Most possible reason GC causes issue is very badly written queries.

  • practically only useful for small dataset reads that require visualization

Most of the databases I worked with are > 50 million nodes and > 500 mil relationships and all of them are in production. If that is small dataset in your case then i guess you need a specialized implementation.

  • re-indexing can be very slow, require elasticsearch/solr as added dependency step

I have never heard a thing like that.

I've got a strong feeling this is an older complaint, possibly several years old and out of date. I can address some of these, some of our other users have addressed other parts as well.

bottleneck with large volume of writes due to slave/master topology

Our older HA clustering used slave/master topology. That has been deprecated for some time, and was removed with our Neo4j 4.0 major release. We've been using causal clustering for years now, which is based on the Raft protocol and doesn't fit the description they provided.

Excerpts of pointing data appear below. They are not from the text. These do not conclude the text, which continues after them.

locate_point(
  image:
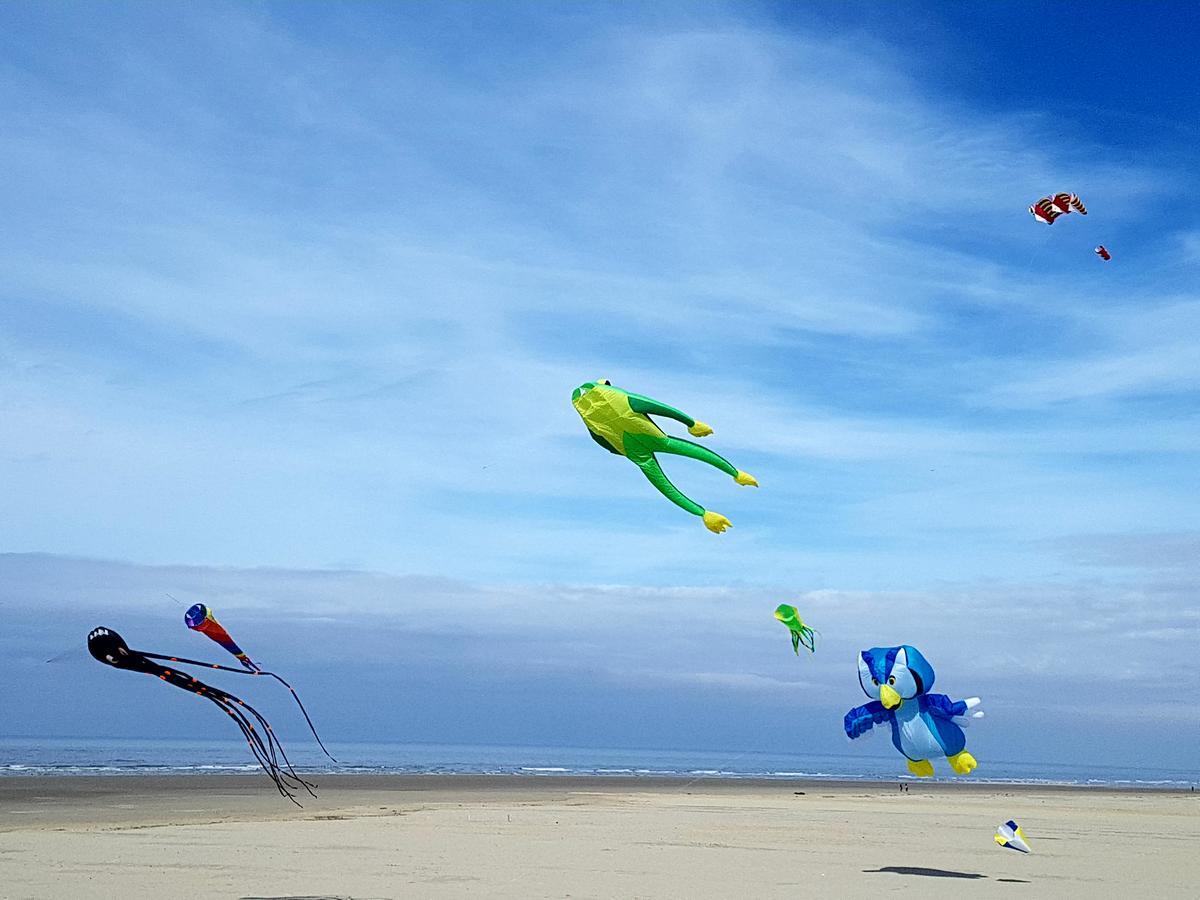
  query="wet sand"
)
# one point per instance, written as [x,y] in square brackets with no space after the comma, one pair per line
[513,837]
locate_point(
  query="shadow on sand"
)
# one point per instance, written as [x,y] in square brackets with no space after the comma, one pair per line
[936,873]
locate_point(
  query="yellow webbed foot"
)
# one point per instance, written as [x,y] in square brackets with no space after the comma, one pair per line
[963,763]
[715,522]
[921,768]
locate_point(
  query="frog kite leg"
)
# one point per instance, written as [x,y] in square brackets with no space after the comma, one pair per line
[923,725]
[621,423]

issues with bulk loading, indexing (e.g. range, sort, etc), slow upsert

Our indexing has improved over the years. We migrated away from lucene indexing (which was slow for insertion, possibly the reason for the older complaint) and went to a native indexing structure which is faster for index writes. As mentioned our indexing has improved as well, allowing composite indexes and a fulltext index for more complex substring matching.

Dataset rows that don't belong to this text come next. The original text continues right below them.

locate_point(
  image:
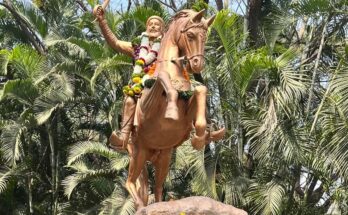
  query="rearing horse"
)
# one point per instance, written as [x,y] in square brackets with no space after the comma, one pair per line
[164,121]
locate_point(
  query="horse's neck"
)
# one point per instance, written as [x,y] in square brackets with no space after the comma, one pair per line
[169,51]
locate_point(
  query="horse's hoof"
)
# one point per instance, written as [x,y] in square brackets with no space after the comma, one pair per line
[172,113]
[217,135]
[198,143]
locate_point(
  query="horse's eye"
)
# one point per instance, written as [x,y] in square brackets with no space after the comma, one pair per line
[190,35]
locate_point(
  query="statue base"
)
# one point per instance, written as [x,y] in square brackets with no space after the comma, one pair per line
[196,205]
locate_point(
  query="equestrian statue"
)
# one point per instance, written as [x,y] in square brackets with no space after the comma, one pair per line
[162,105]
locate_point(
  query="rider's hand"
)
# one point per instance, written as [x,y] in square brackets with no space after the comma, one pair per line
[98,12]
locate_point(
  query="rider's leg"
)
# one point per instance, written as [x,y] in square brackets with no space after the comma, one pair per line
[120,142]
[172,96]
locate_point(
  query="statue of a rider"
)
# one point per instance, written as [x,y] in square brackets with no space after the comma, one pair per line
[144,52]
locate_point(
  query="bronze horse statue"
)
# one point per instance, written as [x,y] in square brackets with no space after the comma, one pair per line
[157,134]
[162,120]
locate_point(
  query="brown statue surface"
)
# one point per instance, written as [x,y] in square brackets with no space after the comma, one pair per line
[163,121]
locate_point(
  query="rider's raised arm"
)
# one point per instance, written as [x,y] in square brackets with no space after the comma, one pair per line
[119,45]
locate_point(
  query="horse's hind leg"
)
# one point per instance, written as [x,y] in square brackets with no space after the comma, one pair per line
[161,171]
[200,122]
[143,185]
[136,165]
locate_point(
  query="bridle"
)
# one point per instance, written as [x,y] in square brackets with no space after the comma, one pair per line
[184,59]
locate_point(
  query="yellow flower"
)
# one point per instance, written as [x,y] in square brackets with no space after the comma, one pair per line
[130,93]
[137,90]
[136,80]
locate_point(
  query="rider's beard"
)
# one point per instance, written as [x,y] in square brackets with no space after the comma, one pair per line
[154,34]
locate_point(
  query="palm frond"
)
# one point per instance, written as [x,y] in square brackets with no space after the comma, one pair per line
[11,143]
[266,198]
[22,90]
[89,147]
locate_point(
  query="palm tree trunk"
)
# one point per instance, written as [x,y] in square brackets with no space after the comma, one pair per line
[253,24]
[53,157]
[317,65]
[30,195]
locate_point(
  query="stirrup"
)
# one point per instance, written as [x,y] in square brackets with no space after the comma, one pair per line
[116,146]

confusing license terms for production use

We've addressed this over the past few years, it is simplified now.

heap allocation and GC cause out-of-memory errors

Heap and GCs are usually due to huge transactions. Neo4j is an ACID database, and as such, transactions must be committed atomically. This means any pending changes in a transaction must be held in memory at the same time and applied all at once, so it's possible to craft queries (by accident or design) that eat up all your heap space. You may need to break down larger transactions or batch changes if there's too much to apply in a single transaction. Managing that and understanding how this works is mostly the user's responsibility, but more capabilities have been added in our recent versions to restrict how much heap memory is allowed to be used per query, to keep things under control. We'll continue to add capabilities to manage this. Note that if you're comparing to a non-ACID database, they may not have this issue to deal with, but as a consequence you may not have atomicity in transactions, and you may have other issues due to the database being non-ACID. Choose the right tool for the job and your needs.

practically only useful for small dataset reads that require visualization

We're used by some of the top companies from around the world, so clearly that statement is not true.

https://neo4j.com/customers/

If you have issues with out of memory exceptions, reach out to us. If you have an enterprise license with us, you probably have an enterprise support contract, so leverage that. If not, ask on the forums. We're happy to assist.

Neo4j is a powerful tool, but as with all powerful tools, you need to know how to use it well, and there is learning involved. We're happy to lend a hand.